Without listening to her protest, he went to find the waiter. Louise
followed him out of the enclosure, carrying hat and gloves in her
hand.

They struck into narrow by-paths going back, to avoid the people. But
it was impossible to escape all, and those they met, eyed them with
curiosity. The clear English voices rang out unconcerned; the pale
girl with the Italian eyes was visibly striving to appease her
companion, who marched ahead, angry and impassive.

For a few hundred yards neither of them spoke. Then Louise began anew.

"And that is not all. You judge harshly and unfairly because you don't
know the facts. I am almost quite alone in the world. I have no
relatives that I care for, except one brother. I lived with him, on
his station in Queensland, until I came here. But now he's married,
and there would be no room for me in the house--figuratively speaking.
If I go back now, I must share his home with his wife, whom I knew and
disliked. While here is some one who is fond of me, and is rich, and
who offers me not only a home of my own, but, what is far more to me,
an entirely new life in a new world."

"Excellent reasons! But in reckoning them up, you have forgotten what
seems to me the most important one of all; whether or no you care for
him, for this . . . "this in his trouble, he could not find a suitable
epithet.

But Louise refused to be touched. "I like him," she answered, and
looked across the slope of meadow they were passing. "I liked him,
yes, as any woman would like a man who treated her as he did
me. He was very good tome. And not in the least repugnant.--But care?"
she interrupted herself. "If by care, you mean . . . Then no, a
hundred thousand times, no! I shall never care for anyone in that way
again, and you know it. I had enough of that to last me all my life."

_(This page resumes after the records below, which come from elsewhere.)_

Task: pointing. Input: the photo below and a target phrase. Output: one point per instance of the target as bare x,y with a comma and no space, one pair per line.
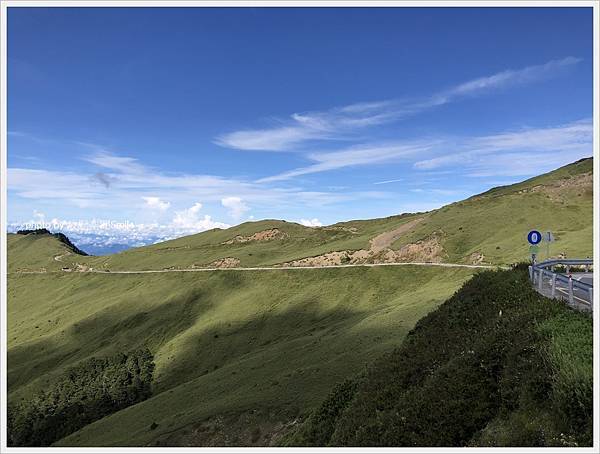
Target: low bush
91,390
495,365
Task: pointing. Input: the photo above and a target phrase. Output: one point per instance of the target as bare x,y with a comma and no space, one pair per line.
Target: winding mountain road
270,268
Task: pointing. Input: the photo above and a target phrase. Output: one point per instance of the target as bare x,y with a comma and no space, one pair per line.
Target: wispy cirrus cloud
342,123
356,156
507,153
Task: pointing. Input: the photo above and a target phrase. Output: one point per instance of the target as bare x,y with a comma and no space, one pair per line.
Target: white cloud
235,206
514,153
355,156
156,203
120,164
344,122
103,232
510,77
314,222
397,180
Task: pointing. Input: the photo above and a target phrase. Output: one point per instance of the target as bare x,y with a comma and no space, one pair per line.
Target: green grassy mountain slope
518,372
485,229
225,343
241,356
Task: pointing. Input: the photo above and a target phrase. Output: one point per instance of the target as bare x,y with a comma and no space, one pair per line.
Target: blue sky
176,120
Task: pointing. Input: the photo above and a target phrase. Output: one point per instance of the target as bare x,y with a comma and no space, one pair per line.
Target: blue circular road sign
534,237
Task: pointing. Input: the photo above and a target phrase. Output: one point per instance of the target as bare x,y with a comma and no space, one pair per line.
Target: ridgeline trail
267,268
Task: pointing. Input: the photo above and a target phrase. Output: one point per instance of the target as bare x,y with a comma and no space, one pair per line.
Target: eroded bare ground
226,262
556,191
250,428
264,235
428,249
386,239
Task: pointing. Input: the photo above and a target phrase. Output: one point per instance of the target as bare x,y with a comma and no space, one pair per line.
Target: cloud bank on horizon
316,167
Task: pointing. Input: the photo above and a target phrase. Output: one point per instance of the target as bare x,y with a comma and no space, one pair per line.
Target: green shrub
91,390
495,365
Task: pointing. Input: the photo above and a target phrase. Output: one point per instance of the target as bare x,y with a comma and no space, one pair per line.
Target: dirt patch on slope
428,249
557,191
386,239
225,262
476,258
264,235
259,427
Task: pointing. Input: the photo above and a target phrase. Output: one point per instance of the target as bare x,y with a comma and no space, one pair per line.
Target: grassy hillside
517,372
266,345
489,228
242,356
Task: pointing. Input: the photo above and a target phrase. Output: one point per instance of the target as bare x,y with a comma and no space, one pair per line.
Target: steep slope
263,346
39,251
518,372
487,228
240,355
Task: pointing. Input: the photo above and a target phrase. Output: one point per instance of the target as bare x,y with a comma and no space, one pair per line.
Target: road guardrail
553,284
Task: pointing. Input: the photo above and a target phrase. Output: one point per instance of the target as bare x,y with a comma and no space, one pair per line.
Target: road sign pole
570,290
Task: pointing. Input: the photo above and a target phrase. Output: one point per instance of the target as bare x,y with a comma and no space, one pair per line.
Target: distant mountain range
242,357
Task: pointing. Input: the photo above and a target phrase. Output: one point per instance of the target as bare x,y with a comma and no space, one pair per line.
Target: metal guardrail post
570,290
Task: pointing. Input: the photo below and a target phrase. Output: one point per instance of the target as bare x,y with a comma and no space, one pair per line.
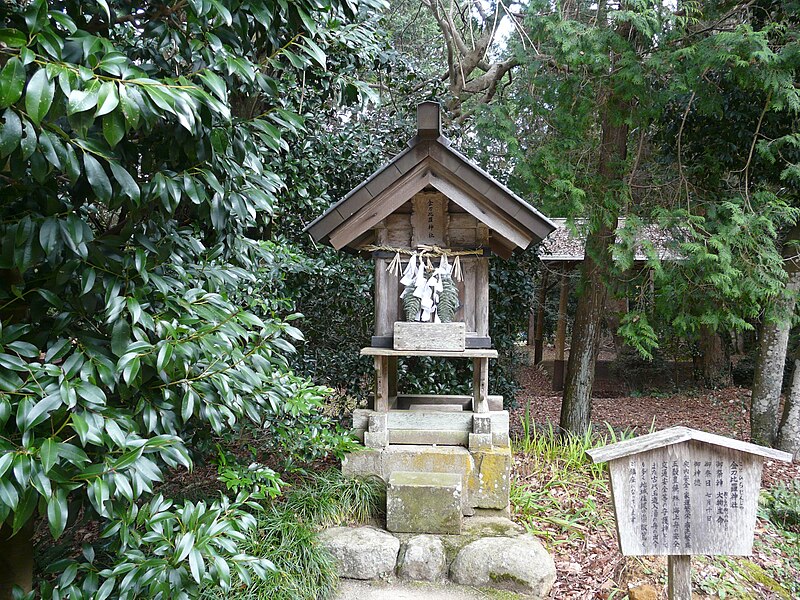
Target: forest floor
570,508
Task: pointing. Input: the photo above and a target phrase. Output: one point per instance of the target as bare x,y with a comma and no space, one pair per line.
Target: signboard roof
676,435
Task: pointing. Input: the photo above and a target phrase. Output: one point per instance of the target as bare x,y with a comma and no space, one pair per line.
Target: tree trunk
16,560
576,403
768,379
716,362
789,431
538,348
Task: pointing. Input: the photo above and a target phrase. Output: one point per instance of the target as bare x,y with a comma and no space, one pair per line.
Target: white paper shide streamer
425,282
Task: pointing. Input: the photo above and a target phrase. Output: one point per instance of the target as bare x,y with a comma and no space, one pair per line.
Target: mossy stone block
424,502
492,478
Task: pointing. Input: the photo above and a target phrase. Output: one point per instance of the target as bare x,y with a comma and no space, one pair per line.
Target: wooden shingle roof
677,435
430,162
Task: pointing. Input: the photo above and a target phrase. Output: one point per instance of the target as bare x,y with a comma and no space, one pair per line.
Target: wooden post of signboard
679,577
538,347
680,492
561,335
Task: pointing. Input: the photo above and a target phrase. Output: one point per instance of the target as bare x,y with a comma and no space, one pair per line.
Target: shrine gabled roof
429,161
677,435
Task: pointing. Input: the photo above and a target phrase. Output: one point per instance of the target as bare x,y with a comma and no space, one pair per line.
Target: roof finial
429,122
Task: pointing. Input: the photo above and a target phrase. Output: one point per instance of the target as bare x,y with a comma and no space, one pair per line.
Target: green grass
286,535
559,491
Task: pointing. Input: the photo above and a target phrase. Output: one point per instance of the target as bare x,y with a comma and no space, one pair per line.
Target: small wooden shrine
431,220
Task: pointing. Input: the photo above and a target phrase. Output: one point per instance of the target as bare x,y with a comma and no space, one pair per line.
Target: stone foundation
490,553
485,473
423,502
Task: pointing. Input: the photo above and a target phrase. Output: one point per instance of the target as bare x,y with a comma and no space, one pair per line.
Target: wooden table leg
392,370
480,385
382,383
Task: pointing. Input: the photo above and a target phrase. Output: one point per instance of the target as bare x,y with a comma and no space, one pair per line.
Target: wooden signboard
680,492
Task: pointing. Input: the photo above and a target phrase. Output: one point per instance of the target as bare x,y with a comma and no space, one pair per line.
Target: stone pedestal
485,474
423,502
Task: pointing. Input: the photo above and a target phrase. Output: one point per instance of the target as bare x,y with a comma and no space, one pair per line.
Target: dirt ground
589,564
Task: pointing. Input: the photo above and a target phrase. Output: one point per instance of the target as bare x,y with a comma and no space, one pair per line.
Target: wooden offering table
476,421
386,375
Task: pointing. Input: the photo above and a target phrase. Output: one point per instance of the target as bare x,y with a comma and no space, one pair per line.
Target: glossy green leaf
10,132
29,141
129,106
107,99
81,100
216,84
114,128
39,96
48,454
12,82
13,38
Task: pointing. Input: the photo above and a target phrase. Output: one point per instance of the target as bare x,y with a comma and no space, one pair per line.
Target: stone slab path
350,589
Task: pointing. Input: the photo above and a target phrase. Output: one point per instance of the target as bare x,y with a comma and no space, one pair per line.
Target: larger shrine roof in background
430,162
566,244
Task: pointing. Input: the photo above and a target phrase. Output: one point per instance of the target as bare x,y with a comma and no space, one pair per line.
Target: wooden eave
431,162
677,435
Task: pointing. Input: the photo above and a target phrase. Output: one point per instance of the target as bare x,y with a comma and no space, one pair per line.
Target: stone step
424,502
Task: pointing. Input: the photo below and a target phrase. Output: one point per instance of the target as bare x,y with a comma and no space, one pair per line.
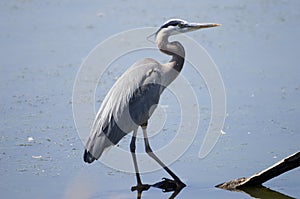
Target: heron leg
140,187
149,151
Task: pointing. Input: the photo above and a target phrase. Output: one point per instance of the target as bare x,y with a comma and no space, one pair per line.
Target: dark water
43,44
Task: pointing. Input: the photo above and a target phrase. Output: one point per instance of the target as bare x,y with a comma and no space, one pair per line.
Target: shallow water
43,44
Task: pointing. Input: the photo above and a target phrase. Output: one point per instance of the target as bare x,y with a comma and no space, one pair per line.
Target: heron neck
175,49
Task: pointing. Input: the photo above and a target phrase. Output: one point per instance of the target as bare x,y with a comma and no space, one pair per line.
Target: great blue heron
133,98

"Very well, then, and I say, if you married a man you care for as
little as that, I should never believe in a woman again.--Not, of
course, that it matters to you what I believe in and what I don't? But
to hear you--you, Louise!--counting up the profits to be gained from it,
like . . . like--oh, I don't know what! I couldn't have believed it of
you."

"You are a very uncomfortable person, Maurice."

"I mean to be. And more than uncomfortable. Listen to me! You talk of
it lightly and coolly; but if you married this man, without caring for
him more than you say you do, just for the sake of a home, or his
money, or his good manners, or the primitive animal, or whatever it is
that attracts you in him:"--he grew bitter again in spite of
himself--"if you did this, you would be stifling all that is good and
generous in your nature. For you may say what you like; the man is
little more than a stranger to you. What can you know of his real
character? And what can he know of you?"

"He knows as much of me as I ever intend him to know."

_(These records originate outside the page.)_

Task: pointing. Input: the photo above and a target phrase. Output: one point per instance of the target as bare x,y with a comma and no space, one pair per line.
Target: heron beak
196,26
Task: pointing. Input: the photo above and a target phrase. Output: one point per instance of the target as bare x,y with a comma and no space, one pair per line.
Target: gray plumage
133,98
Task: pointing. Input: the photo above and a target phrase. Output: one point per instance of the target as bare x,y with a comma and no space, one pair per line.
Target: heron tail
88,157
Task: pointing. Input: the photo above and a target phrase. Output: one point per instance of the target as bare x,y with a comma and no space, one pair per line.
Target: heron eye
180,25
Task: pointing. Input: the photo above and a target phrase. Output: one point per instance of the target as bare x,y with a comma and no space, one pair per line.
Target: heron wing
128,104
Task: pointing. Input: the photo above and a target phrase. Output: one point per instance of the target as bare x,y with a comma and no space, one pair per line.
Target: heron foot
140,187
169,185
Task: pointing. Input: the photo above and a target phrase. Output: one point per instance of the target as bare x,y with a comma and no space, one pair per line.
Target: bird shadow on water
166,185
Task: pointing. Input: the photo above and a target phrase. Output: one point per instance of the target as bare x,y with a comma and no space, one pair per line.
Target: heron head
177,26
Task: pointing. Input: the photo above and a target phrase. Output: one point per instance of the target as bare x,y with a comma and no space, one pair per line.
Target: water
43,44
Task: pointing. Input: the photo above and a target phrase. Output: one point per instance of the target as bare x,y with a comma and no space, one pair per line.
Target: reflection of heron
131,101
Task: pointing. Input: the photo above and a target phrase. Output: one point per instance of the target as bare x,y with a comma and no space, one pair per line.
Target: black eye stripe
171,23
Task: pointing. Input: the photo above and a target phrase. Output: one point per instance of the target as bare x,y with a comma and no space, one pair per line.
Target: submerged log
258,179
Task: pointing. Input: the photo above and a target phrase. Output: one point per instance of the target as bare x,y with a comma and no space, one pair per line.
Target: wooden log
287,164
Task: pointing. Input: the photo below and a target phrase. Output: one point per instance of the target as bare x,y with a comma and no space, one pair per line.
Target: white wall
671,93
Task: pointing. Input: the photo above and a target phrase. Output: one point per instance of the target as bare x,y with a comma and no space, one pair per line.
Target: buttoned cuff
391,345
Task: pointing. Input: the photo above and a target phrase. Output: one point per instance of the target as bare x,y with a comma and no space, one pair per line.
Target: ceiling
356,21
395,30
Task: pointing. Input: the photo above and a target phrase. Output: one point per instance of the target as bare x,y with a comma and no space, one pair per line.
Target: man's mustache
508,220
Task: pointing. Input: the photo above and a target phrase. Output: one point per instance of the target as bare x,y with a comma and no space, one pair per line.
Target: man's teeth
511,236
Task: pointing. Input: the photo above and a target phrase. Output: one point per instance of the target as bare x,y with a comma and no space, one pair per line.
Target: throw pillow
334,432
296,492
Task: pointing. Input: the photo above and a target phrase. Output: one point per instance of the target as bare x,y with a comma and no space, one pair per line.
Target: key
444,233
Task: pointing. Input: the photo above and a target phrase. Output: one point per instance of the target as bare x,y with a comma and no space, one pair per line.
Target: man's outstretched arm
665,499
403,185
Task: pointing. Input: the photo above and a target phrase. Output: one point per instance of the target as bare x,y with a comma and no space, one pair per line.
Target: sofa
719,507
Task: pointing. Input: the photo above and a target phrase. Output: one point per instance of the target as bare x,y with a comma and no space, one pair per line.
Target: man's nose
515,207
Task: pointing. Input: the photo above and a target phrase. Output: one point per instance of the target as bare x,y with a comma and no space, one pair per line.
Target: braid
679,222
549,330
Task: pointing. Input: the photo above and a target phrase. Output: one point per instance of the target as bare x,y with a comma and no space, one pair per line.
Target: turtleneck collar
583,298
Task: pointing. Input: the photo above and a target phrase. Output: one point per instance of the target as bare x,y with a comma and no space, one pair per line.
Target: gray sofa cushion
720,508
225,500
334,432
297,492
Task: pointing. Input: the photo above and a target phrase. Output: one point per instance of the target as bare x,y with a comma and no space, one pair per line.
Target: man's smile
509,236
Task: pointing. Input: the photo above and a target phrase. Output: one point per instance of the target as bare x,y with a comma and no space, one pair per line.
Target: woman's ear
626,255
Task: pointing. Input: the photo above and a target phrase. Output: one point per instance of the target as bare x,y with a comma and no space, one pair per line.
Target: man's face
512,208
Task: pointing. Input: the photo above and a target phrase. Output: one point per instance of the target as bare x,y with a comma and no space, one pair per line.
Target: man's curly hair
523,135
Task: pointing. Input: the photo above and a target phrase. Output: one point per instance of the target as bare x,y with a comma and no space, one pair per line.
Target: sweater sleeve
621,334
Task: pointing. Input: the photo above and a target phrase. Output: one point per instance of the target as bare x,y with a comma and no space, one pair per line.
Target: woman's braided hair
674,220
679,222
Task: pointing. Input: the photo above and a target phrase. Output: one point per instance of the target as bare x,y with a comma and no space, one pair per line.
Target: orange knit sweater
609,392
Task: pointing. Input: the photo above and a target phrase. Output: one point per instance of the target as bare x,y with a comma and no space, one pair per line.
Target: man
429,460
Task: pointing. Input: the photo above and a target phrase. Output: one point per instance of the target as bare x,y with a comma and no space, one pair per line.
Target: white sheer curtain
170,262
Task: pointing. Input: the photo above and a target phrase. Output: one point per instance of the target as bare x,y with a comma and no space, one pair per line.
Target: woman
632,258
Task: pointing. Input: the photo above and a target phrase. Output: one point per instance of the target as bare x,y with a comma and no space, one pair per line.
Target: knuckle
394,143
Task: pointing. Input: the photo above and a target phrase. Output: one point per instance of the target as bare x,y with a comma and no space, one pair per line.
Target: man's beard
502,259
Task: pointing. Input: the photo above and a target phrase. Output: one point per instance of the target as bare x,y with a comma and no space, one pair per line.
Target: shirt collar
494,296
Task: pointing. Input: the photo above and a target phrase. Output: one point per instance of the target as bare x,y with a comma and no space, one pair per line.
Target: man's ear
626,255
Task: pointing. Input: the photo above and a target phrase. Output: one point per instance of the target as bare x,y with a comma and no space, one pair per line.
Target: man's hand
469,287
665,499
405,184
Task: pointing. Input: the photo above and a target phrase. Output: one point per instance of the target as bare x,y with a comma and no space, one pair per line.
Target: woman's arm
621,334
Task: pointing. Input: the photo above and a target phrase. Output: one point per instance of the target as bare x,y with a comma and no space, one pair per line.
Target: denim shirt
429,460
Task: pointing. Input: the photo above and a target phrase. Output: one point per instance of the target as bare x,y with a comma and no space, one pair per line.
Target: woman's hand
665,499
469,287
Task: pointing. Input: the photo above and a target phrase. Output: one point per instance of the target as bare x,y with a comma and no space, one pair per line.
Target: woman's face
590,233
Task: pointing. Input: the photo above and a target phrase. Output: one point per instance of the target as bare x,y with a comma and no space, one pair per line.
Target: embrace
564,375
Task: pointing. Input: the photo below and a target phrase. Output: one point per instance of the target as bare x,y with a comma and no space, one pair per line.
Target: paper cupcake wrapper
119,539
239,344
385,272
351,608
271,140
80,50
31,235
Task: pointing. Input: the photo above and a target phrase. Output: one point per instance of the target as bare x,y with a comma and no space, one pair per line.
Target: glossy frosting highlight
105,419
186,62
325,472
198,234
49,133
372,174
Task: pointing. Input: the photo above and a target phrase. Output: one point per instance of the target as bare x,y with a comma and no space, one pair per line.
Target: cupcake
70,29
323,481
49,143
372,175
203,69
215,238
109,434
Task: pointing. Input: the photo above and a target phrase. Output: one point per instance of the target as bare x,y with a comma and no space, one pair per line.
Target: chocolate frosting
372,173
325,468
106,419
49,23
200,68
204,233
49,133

"Indeed! Then you wouldn't tell him, for instance, that only a few
months ago, you were eating your heart out for some one else?"

Louise winced as though the words had struck her in the face. Before
she answered, she stood still, in the middle of the path, and pinned
on, with deliberate movements, the big white hat, beneath the drooping
brim and nodding feathers of which, her eyes were as black as coals.

"No, I should not," she said. "Why should I? Do you think it would
make him care more for me to know that I had nearly died of love for
another man?"

"Certainly not. And it might also make him less ready to marry you."

"That's exactly what I think."

One was as bitter as the other; but Maurice was the more violent of
the two.

"And so you would begin the new life you talk of, with lies and
deceit?--A most excellent beginning!"

"If you like to call it that. I only know, that no one with
any sense thinks of dragging up certain things when once they are dead
and buried. Or are you, perhaps, simple enough to believe any man
living would get over what I have to tell him, and care for me
afterwards in the same way ?"

He turned, with tell-tale words on his tongue. But the expression of
her face intimidated him. He had only to look at her to know that, if
he spoke of himself at this moment, she would laugh him to scorn.

But the beloved face acted on him in its own way; his sense of injury
weakened. "Louise," he said in an altered tone; "whatever you say to
the contrary, in a matter like this, I can't advise you. For I don't
understand--and never should.--But of one thing I'm as sure as I am
that the sun will rise to-morrow, and that is, that you won't do it.
Do you honestly think you could go on living, day after day, with a
man you don't sincerely care for?--of whom the most you can say is that
he's not repugnant to you? You little know what it would mean!--And you
may reason as you will; I answer for you; and I say no, and again no.
It isn't in you to do it. You are not mean and petty enough. You can't
hide your feelings, try as you will.--No, you couldn't deceive some
one, by pretending to care for him, for months on end. You would be
miserably unhappy; and then--then I know what would happen. You would
be candid--candid about everything--when it was too late."

There was no mistaking the sincerity of his words. But Louise was
boundlessly irritated, and made no further effort to check her
resentment.

"You have an utterly false and ridiculous idea of me, and of
everything belonging to me."

"I haven't spent all this time with you for nothing. I know you better
than you know yourself. I believe in you, Louise. And I know I am
right. And some day you'll know it, too."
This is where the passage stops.